Completion of the Standard Gauge Railway (SGR) line from Mombasa to Naivasha has helped cut Kenya’s imports from China by nearly Sh51 billion in two years, pushing the country’s import bill to a three-year low.
Data from the Kenya National Bureau of Statistics (KNBS) indicates that orders from China dipped Sh41.42 billion in the January-September 2019 period, adding to the Sh9.40 billion drop in the same period last year.
The fall points to reduced shipment of capital goods such as transportation equipment and machinery from China on completion of the multi-billion-dollar modern railway project that set back taxpayers more than Sh500 billion.
KNBS data shows that Beijing shipped in goods worth Sh250.78 billion in the nine months to September, a 14.17 percent drop from the Sh292.2 billion it imported in the same period last year and Sh301.60 billion in 2017.
“Last year and the year before we were importing locomotives and other capital goods required to complete the SGR before operations and that’s part of what raised those imports. But there are no more locomotives this year. These were high-value capital goods coming in at once,” Kwame Owino, chief executive of think tank Institute of Economic Affairs (IEA), told the Business Daily.
The passenger service on the Mombasa to Nairobi SGR line started operations in mid-2017 and cargo in January 2018. The new track linking the capital city to Naivasha started passenger operations in October.
The SGR project and other deals to build mega roads projects propelled China to become the country’s largest source of imports ahead of traditional markets such as India and Japan.
The 14 percent dip in orders from China helped trim Kenya’s total import bill by 3.69 percent to Sh1.28 trillion in the nine-month period from Sh1.33 trillion in a corresponding period in 2018 and Sh1.297 trillion a year earlier.
However, Kenya did not capitalise on reduced demand for goods from abroad to grow her exports, with earnings dropping Sh22.94 billion, or 4.87 percent, to Sh444.70 billion in the review period.

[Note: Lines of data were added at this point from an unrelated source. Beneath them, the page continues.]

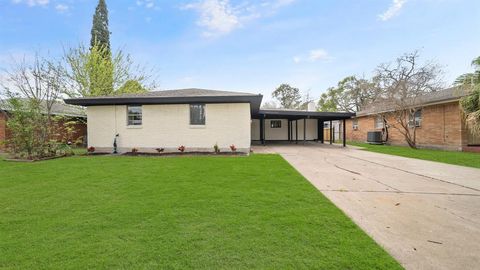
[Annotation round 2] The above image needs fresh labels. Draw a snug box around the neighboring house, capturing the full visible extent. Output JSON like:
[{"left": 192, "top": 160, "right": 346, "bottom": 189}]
[
  {"left": 0, "top": 100, "right": 87, "bottom": 150},
  {"left": 347, "top": 88, "right": 480, "bottom": 151},
  {"left": 65, "top": 88, "right": 354, "bottom": 153}
]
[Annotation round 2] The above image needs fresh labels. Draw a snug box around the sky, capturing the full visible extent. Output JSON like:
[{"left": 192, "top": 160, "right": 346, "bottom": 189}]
[{"left": 0, "top": 0, "right": 480, "bottom": 101}]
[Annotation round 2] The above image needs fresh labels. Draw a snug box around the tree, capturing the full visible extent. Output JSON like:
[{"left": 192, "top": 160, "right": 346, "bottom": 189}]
[
  {"left": 374, "top": 51, "right": 442, "bottom": 148},
  {"left": 90, "top": 0, "right": 110, "bottom": 52},
  {"left": 116, "top": 80, "right": 147, "bottom": 94},
  {"left": 272, "top": 84, "right": 302, "bottom": 109},
  {"left": 318, "top": 76, "right": 378, "bottom": 112},
  {"left": 86, "top": 0, "right": 114, "bottom": 95},
  {"left": 61, "top": 45, "right": 155, "bottom": 97},
  {"left": 455, "top": 57, "right": 480, "bottom": 135},
  {"left": 1, "top": 54, "right": 74, "bottom": 159}
]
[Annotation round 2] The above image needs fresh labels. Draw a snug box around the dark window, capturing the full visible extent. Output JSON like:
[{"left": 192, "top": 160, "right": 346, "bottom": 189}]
[
  {"left": 375, "top": 115, "right": 385, "bottom": 129},
  {"left": 270, "top": 120, "right": 282, "bottom": 128},
  {"left": 127, "top": 105, "right": 142, "bottom": 126},
  {"left": 190, "top": 104, "right": 205, "bottom": 125},
  {"left": 408, "top": 110, "right": 422, "bottom": 127},
  {"left": 352, "top": 118, "right": 358, "bottom": 129}
]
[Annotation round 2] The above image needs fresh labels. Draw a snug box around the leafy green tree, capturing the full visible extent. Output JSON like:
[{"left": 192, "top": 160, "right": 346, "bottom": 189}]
[
  {"left": 90, "top": 0, "right": 110, "bottom": 52},
  {"left": 115, "top": 80, "right": 147, "bottom": 95},
  {"left": 455, "top": 57, "right": 480, "bottom": 135},
  {"left": 272, "top": 84, "right": 302, "bottom": 109},
  {"left": 88, "top": 0, "right": 114, "bottom": 95}
]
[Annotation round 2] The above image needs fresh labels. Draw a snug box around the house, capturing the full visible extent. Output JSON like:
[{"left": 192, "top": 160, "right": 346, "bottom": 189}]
[
  {"left": 0, "top": 100, "right": 87, "bottom": 150},
  {"left": 347, "top": 88, "right": 480, "bottom": 151},
  {"left": 65, "top": 88, "right": 354, "bottom": 153}
]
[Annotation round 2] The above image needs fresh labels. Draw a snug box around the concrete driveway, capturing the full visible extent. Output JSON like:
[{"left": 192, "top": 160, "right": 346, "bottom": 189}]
[{"left": 253, "top": 143, "right": 480, "bottom": 269}]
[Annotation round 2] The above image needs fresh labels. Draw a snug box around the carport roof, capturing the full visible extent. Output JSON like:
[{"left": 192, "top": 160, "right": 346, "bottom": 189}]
[{"left": 253, "top": 109, "right": 355, "bottom": 121}]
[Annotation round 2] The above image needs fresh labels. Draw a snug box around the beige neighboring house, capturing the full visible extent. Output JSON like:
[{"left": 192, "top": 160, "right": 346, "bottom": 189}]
[
  {"left": 65, "top": 88, "right": 354, "bottom": 153},
  {"left": 347, "top": 88, "right": 480, "bottom": 152}
]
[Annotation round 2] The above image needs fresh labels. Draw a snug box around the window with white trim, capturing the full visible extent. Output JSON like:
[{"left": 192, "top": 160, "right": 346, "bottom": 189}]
[
  {"left": 352, "top": 118, "right": 358, "bottom": 130},
  {"left": 127, "top": 105, "right": 142, "bottom": 126},
  {"left": 270, "top": 120, "right": 282, "bottom": 128},
  {"left": 375, "top": 115, "right": 385, "bottom": 129},
  {"left": 190, "top": 104, "right": 205, "bottom": 126},
  {"left": 408, "top": 109, "right": 422, "bottom": 127}
]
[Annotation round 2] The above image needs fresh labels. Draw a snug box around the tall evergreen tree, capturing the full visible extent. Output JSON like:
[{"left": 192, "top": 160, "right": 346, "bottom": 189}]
[
  {"left": 88, "top": 0, "right": 114, "bottom": 95},
  {"left": 90, "top": 0, "right": 110, "bottom": 54}
]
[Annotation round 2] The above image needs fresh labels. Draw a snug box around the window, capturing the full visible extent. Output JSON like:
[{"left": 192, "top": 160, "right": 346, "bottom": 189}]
[
  {"left": 352, "top": 118, "right": 358, "bottom": 130},
  {"left": 408, "top": 110, "right": 422, "bottom": 127},
  {"left": 375, "top": 115, "right": 385, "bottom": 129},
  {"left": 270, "top": 120, "right": 282, "bottom": 128},
  {"left": 127, "top": 105, "right": 142, "bottom": 126},
  {"left": 190, "top": 104, "right": 205, "bottom": 125}
]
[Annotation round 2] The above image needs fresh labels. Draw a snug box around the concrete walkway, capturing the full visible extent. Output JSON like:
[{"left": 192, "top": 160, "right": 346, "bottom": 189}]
[{"left": 253, "top": 143, "right": 480, "bottom": 269}]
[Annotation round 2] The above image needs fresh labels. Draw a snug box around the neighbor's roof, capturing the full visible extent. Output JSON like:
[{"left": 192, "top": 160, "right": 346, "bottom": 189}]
[
  {"left": 0, "top": 100, "right": 87, "bottom": 117},
  {"left": 65, "top": 88, "right": 262, "bottom": 112},
  {"left": 357, "top": 87, "right": 468, "bottom": 116}
]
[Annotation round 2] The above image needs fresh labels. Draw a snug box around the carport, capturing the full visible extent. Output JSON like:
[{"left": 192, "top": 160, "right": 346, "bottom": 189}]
[{"left": 252, "top": 110, "right": 355, "bottom": 146}]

A slowdown in export earnings suggests a difficult operating environment for domestic enterprises, hurting income and job opportunities.
The contraction in total imports was, nonetheless, enough to narrow the country’s trade deficit – the gap between imports and exports – by Sh26.13 billion to Sh834.03 billion in the nine-month period, the KNBS data shows.
The trade statistics, sourced from the Kenya Revenue Authority (KRA), show that shipment of transport equipment dropped Sh20.14 billion, or 13.56 percent, to Sh128.38 billion, while machinery imports dropped to Sh209.85 billion from Sh211.10 billion.
Expenditure on non-food industrial supplies slumped Sh27.14 billion, or 5.82 percent, to Sh439.19 billion while consumer goods not stated elsewhere slipped Sh8.33 billion, or 7.64 percent, to Sh100.62 billion.
Kenya has made penetration of value-added farm produce such as tea, coffee and fruits to China and India a priority in the ambitious Integrated National Exports Development and Promotion Strategy launched in July 2018.
“China and India have always been providing export rebates. So, they are competitive and get incentives to export that put us in a disadvantageous position with regard to imports,” Sachen Gudka, chairman of Kenya Association of Manufacturers (KAM), had said in October.
“If Kenya is to industrialise and really be a manufacturing powerhouse in the region, we need to have value addition and having the right tariffs across the value chain.”